If one opts for the new tax regime, their Form 16 will not have details of all tax-exemptions and deductions that one may be eligible to claim. They need to collect all required documents and calculate the total amount of deductions that are eligible to be claimed by them.
Irrespective of the tax regime you choose, you are liable to pay advance tax if your total tax liability on all income streams less of TDS is more than Rs. 10,000 in the financial year. If the advance tax installments are not paid on time, then an individual is liable to pay penal interest at the rate of 1 per cent per month on the tax amount due under the Income tax.
In case of failure to intimate the Employer for selection of regime, as per the CBDT circular, the employer will deduct tax as per the old tax regime. In case any employee opts for the new tax regime in the later stage of the year, the excess of TDS for the previous months will get adjusted at the later stage.

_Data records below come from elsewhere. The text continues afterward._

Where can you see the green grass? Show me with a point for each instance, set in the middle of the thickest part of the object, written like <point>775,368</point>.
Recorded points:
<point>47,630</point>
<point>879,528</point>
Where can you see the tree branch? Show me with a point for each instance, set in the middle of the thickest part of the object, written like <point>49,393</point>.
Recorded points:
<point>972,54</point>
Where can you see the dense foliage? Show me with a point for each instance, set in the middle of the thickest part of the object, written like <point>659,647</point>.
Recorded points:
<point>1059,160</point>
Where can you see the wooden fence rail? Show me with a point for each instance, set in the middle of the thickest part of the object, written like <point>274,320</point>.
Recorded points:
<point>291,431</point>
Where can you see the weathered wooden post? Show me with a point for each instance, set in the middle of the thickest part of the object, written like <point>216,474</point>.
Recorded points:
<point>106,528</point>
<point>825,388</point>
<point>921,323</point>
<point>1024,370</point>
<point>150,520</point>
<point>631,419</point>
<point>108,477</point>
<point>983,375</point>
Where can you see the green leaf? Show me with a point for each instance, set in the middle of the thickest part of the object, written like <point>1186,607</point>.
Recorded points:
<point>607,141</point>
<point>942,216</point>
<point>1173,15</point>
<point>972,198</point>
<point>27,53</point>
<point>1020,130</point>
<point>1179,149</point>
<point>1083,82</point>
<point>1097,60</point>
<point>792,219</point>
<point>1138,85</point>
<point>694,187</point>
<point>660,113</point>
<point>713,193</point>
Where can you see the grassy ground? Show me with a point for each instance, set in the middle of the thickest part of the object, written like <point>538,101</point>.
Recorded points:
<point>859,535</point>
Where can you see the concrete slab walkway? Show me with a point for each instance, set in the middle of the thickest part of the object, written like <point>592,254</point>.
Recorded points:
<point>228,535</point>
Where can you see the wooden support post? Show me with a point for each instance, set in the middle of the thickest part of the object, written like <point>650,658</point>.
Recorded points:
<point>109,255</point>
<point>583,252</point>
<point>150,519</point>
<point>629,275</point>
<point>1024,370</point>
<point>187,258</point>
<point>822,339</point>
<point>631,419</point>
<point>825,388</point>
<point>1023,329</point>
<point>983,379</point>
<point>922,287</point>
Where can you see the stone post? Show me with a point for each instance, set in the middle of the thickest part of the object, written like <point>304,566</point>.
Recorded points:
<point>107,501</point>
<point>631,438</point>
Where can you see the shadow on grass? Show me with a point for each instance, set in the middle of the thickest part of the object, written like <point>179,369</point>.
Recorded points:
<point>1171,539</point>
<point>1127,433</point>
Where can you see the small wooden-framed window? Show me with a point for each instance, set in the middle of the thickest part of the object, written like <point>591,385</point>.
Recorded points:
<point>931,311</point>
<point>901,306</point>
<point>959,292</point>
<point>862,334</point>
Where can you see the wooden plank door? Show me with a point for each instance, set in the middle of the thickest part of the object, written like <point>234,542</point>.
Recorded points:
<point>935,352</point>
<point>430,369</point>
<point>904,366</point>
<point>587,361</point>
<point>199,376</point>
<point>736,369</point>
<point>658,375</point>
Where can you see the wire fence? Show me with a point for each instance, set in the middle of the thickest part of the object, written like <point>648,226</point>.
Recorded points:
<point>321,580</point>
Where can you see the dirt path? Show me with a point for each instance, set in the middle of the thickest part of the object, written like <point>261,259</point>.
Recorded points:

To conclude and summarize, I would like people to know that there are tax calculators available online as well as Employers do provide option where employees can see difference of new tax regime and old tax regime for tax purpose which can assist in selection of the right regime. There are always pros and cons for each regime, so one needs to be very calculative in the selection as it will have impact on their pockets. Above are the key points which I did attempt to cover for giving a better understanding, but one may have to see their own calculations with other types of income, if applicable, to consider when selecting the tax regime.
I hope this information provides some assistance.